I work closely with a new employee. They joined from another company and it was known that they didn’t really have the right experience for the job, but hoping they can learn fast.

This employee is a nice person, but they are just so slow. We have tight deadlines and she never wants to tell me an exact time she will finish something if I ask “when will X be done?”. She just says “hopefully by tomorrow” rather than “by 11am tomorrow”.

Recently I had to work really late to finish a work product because my boss was chasing me for it, but the new employee had sat on it because she didn’t know how to do it and was “busy”.

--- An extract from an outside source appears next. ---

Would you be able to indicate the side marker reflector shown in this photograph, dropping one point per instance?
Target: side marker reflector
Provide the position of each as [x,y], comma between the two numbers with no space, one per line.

I recently found out that she has been telling another manager of my level that she couldn’t take on more work for him because she is super busy with my work. She told me the exact same thing the same day, that she couldn’t take on more work for me because she was super busy with his work.

I don’t know it, but it sounds like she is playing one off against the other to avoid work. AIBU to put this in formal feedback with HR?

I obviously don’t know for sure, and she seems very eager to learn when I have time to train her.

OP posts:
Allisnotlost1 · Yesterday 15:34

pollymere · Yesterday 10:18

You need to be giving her time managed deadlines for work. I had a colleague on the same level as me who made me miss deadlines. When I started saying I needed something by x, it meant I could demonstrate she wasn't making deadlines. Give as much warning as possible and give 12 hours lead time! If you need it by end of day tomorrow then "first thing tomorrow" is the latest time you should offer.

Spend five minutes each morning with them prioritising what needs to be done and check in what work they have for the other person. This way you are covering your own butt about their workload to make sure it's reasonable and achievable. If you are doing all of this and they are claiming they have too much work to do you'll then be able to talk to HR about it.

I’d be cautious about creating artificial deadlines for a colleague, or junior over whom you don’t have authority, and then taking that to HR. Might fly in some workplaces but makes you look a bit toxic, which is ultimately worse for career progression than finding a way to manage teamwork.